Does the flu increase the risk of heart attacks?


As flu season looms, the virus may not only leave people vulnerable to pneumonia, fever and body aches — but it may also increase the risk of heart attack, according to several past studies.

Those who had the flu were six times more likely to experience a heart attack a week after testing positive compared to the year before or after, according to a group of researchers from the Netherlands who presented their findings last spring at the European Congress of Clinical Microbiology and Infectious Diseases (ECCMID) meeting in Copenhagen.

As the American Heart Association (AHA) stated on its website, one report showed a spike in cardiovascular-related deaths and influenza epidemics that occurred around the same time.

Yet another study published in 2020 found that in more than 80,000 U.S. adults who were hospitalized with the flu from 2010 to 2018, one in eight patients had sudden, serious heart complications.

“Several studies have demonstrated that there is a higher incidence of serious heart disease and heart attacks after a person has had the flu,” Dr.
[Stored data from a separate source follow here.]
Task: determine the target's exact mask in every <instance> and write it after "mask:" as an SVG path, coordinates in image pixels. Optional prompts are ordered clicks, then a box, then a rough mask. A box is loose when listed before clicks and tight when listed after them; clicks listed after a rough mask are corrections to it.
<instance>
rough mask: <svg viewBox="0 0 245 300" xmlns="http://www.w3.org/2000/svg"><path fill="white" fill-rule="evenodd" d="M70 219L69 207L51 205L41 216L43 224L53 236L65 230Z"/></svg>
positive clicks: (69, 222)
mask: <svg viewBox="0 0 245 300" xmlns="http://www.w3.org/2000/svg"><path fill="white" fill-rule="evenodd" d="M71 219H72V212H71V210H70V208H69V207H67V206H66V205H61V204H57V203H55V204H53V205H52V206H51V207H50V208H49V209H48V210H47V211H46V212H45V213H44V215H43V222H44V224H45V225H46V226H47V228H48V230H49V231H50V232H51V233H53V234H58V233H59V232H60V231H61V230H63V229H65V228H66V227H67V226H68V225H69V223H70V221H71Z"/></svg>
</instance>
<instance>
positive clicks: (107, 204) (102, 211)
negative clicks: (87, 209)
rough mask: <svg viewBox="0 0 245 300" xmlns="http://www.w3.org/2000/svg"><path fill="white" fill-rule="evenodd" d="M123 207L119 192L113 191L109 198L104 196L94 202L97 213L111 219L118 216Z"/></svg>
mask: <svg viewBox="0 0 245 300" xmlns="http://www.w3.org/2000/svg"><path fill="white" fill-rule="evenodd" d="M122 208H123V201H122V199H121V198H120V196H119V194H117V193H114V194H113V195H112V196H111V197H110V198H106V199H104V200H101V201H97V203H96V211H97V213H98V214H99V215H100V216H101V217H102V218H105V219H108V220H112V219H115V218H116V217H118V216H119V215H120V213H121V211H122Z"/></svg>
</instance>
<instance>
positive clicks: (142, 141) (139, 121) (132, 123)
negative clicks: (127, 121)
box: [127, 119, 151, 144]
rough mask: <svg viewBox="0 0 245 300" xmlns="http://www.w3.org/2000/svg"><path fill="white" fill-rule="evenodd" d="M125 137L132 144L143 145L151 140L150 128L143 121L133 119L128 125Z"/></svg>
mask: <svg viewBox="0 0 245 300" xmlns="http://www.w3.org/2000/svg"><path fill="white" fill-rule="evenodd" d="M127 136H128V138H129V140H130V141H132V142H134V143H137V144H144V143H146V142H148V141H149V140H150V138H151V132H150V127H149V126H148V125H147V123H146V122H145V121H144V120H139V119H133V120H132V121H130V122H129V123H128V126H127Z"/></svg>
Aaron E. Glatt, chair of the Department of Medicine and chief of infectious diseases at Mount Sinai South Nassau in Long Island, New York, told Fox News Digital.

“While the mechanism is not fully clear, it may represent an inflammatory response against the influenza virus, which can result in serious consequences — another very good reason that flu vaccination is strongly recommended for adults,” Glatt added.

When someone has the flu, it creates an added stressor on the body, Dr. Frederick Davis, the associate chair of emergency medicine at Northwell Health Long Island Jewish Medical Center in New Hyde Park, New York, told Fox News Digital.

“During the infection, it can lead to elevated temperatures as well as an elevated heart rate, which causes your heart to work harder,” he said.

“This added stress has been found to lead to an increase in cardiac complications after infection with the flu, with increases in heart attacks and congestive heart failure exacerbations,” Davis went on.

“This is especially a concern in someone who is older or has underlying cardiac disease.”

When a person gets the flu, the body has an inflammatory response to fight off the virus, health experts said.

This can potentially create blood clots, increased blood pressure, and sometimes swelling or scarring of the heart, medical experts from UCLA explained on the university’s website. 

This can then create additional risks for those with a history of cardiovascular issues.

“If you have heart disease, fatty deposits called plaque build up in your arteries,” the UCLA website states. “The added stress of a virus can cause the plaque to rupture, resulting in heart attack or stroke.”

A previous report published by the AHA noted that the flu could play a role in plaque ruptures causing heart attacks. 

The 2021 report, published in the Journal of the American Heart Association, also said that getting a flu vaccine could reduce the risk of a common type of heart attack in people age 60 and older.

Davis told Fox News Digital that when a person is recovering from the flu, it is important to be aware of some signs that the heart may be affected. 

Shortness of breath with minimal exertion might present after other viral symptoms have improved,” Davis said.

The AHA and American College of Cardiology recommend getting the influenza vaccine to help prevent cardiovascular disease complications due to the virus, especially in people who have coronary or other atherosclerotic vascular diseases.

The Centers for Disease Control and Prevention (CDC) recommends a flu shot for everyone aged 6 months and older. 

Flu season peaks between December and February, although it can extend into the spring, the CDC said on its website.